Tal exigência, além de ser um retrocesso, juridicamente viola a Constituição. À primeira vista, podemos citar afronta ao direito à dignidade da pessoa humana (artigo 1º, III) e ao direito à liberdade (artigo 5º). Também se pode mencionar a violação ao direito à autonomia da vontade do indivíduo, no caso, da mulher em relação ao próprio corpo.
Autorizações como esta somente são exigidas em casos de esterilização, como vasectomia e laqueadura – previsão que tem pauta para o dia 09 de dezembro deste ano para ser discutida pela Suprema Corte.
O caso vem sendo acompanhado pela Agência Nacional de Saúde e Procon-SP – órgão que recebeu as denúncias realizadas.
Entretanto, o retrocesso é tão grande, que nos remete a outros direitos das mulheres que dependiam da autorização do cônjuge:
1. O código eleitoral promulgado em 1932 concedeu o direito ao voto às mulheres. As casadas, no entanto, continuavam dependendo da autorização do marido. Essa restrição só foi derrubada em 1934.
2. Até 1962, as mulheres casadas só podiam trabalhar fora se o marido permitisse.
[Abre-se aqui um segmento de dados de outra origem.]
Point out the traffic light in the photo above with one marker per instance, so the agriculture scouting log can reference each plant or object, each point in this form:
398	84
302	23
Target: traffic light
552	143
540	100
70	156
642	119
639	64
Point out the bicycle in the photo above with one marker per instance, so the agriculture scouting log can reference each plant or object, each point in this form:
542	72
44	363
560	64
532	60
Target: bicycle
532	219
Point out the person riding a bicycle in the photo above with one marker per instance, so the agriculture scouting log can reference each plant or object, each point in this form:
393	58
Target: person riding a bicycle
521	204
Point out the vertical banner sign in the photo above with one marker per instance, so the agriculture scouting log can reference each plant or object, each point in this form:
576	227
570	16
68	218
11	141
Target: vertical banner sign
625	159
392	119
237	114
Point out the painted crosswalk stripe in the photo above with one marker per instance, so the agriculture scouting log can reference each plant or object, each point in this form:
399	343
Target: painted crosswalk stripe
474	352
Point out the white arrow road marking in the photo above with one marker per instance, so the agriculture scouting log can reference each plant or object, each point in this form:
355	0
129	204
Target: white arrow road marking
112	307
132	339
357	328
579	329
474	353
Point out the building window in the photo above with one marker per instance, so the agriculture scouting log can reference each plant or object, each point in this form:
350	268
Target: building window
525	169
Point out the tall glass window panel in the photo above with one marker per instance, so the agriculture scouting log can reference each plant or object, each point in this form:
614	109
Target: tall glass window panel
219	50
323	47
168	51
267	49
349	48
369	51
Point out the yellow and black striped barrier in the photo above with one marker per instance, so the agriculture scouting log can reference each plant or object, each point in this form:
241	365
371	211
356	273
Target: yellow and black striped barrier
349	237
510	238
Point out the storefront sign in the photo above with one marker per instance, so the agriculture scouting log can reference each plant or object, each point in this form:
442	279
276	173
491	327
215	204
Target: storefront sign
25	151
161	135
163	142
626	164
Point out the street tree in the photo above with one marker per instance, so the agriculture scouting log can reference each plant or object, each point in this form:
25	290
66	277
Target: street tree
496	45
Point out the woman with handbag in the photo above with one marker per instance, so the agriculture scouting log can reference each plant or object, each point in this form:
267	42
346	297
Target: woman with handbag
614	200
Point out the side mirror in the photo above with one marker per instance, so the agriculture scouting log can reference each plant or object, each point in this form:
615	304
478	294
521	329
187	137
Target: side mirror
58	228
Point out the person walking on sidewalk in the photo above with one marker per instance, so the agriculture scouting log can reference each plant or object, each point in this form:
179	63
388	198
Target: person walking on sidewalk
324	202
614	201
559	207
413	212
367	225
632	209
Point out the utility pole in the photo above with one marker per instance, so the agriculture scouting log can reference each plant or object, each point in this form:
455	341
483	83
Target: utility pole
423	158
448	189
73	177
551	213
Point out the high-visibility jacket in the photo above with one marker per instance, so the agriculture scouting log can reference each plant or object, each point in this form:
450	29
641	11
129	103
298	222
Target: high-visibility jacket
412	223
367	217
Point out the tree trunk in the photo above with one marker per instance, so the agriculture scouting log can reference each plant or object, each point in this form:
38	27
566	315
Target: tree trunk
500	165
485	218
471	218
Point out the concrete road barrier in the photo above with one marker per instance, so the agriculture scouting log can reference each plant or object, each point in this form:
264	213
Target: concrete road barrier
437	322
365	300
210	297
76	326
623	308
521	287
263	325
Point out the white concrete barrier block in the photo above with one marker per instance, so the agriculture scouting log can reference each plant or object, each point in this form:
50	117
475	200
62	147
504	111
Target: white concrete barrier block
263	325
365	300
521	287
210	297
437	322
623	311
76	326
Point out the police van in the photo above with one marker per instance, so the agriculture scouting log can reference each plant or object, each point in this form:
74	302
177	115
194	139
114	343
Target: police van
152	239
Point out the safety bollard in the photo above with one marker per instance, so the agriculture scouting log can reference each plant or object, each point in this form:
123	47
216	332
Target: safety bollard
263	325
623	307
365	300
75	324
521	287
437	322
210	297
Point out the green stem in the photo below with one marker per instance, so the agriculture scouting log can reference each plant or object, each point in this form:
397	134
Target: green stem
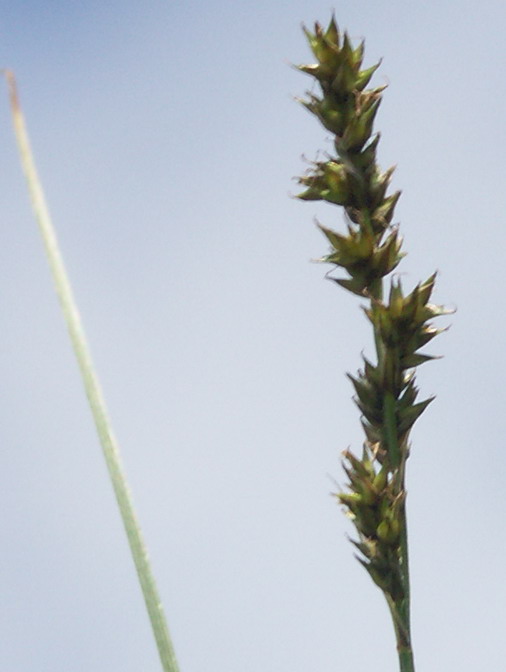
93	390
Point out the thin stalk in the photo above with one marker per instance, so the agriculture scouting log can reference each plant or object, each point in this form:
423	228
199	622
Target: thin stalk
93	389
400	610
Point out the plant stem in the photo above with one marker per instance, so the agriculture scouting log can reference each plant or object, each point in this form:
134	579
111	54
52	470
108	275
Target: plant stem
92	388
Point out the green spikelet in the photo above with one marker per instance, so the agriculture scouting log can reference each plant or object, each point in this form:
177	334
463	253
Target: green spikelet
367	252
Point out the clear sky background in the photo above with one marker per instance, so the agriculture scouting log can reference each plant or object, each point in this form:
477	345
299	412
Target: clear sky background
166	136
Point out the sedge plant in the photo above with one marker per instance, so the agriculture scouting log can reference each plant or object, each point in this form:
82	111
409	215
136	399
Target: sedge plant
368	251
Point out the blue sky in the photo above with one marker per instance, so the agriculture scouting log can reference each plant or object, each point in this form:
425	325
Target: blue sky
167	137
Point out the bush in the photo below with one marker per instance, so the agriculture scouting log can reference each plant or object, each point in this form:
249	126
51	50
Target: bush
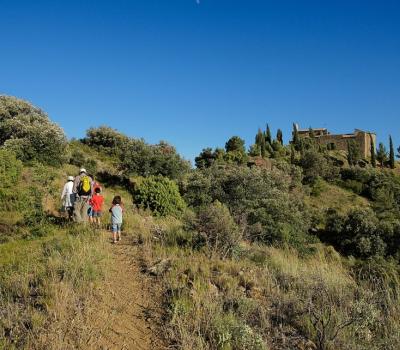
28	132
263	201
216	224
106	139
10	173
136	157
160	195
358	233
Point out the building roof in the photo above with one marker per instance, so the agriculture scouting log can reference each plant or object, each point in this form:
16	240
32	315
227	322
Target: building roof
314	129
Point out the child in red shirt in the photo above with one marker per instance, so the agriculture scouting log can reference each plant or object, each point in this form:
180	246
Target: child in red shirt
96	202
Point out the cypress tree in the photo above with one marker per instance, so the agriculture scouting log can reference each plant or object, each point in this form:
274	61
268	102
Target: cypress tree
292	155
295	135
391	153
260	142
353	153
268	137
279	136
373	154
381	154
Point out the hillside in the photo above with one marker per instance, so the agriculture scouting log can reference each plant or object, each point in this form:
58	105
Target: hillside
300	254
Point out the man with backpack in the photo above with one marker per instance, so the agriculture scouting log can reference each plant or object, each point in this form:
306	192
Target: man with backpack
83	191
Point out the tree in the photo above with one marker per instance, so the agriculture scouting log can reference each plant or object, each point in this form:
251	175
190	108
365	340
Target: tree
235	143
373	154
391	153
205	159
160	195
314	166
292	155
381	154
279	136
260	142
268	136
29	133
353	153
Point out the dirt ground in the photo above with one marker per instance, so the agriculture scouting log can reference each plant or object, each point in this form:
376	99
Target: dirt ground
128	313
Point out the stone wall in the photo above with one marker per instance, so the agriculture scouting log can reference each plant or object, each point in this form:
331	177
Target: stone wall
361	138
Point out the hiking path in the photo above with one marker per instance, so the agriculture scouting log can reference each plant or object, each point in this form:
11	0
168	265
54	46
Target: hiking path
128	313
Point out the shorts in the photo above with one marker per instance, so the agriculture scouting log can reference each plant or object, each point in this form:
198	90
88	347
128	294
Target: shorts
96	214
116	227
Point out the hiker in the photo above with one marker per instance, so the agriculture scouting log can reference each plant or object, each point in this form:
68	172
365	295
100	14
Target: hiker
95	185
83	191
96	203
68	197
116	218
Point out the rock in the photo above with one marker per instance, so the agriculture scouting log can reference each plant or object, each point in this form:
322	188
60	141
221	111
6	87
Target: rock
159	268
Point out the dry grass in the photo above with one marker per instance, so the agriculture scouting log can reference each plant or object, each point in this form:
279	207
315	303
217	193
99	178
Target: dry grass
45	285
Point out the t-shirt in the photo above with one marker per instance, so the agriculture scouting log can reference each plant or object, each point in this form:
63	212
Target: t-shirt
116	214
97	202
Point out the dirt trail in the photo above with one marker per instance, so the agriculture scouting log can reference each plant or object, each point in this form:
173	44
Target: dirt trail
127	315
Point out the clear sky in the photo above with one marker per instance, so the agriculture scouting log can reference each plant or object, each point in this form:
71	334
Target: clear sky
195	73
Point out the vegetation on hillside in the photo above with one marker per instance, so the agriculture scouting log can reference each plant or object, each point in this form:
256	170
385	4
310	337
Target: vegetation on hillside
275	247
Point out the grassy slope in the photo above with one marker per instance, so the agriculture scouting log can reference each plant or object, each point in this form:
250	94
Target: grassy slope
257	302
335	197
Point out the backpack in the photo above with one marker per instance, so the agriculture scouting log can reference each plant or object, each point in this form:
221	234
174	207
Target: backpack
85	186
96	185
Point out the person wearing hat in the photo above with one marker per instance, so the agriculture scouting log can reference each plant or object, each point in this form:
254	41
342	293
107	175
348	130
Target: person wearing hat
68	197
82	190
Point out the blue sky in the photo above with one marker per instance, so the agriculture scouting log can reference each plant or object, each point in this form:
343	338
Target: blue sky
195	73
E a autorização poderia ser revogada a qualquer momento, de acordo com o que previa o Código Civil de 1916. Nele, as mulheres casadas eram consideradas “incapazes”.
3. O Código Civil de 1916 também impedia mulheres casadas de abrir conta no banco, ter estabelecimento comercial ou mesmo viajar sem a autorização dos maridos.
4. O decreto-lei 3.199 de 1941, a chamada Lei do Esporte, promulgada durante a ditadura do Estado Novo, de Getúlio Vargas, proibiu mulheres de praticar profissionalmente esportes “incompatíveis com as condições de sua natureza”, incluindo o futebol.
5. O artigo 390 da CLT (Consolidação das Leis Trabalhistas) veda ao empregador a contratação de mulheres para serviços que necessitem de força muscular superior a 20 kg para o trabalho contínuo ou 25 kg para o trabalho ocasional – em vigor até hoje.
A absurda exigência de autorização para uso de um método contraceptivo só traz a tona as diversas batalhas travadas, entre avanços e retrocessos, para que as mulheres tenham autonomia sobre o próprio corpo.
A luta pela igualdade segue em pauta e em voga, apesar de todas as normas existentes para igualar homens e mulheres.
Como já disse Simone de Beauvoir há algumas décadas e continua atual: “Nunca se esqueça que basta uma crise política, econômica ou religiosa para que os direitos das mulheres sejam questionados.
Esses direitos não são permanentes. Você terá que manter-se vigilante durante toda a sua vida.”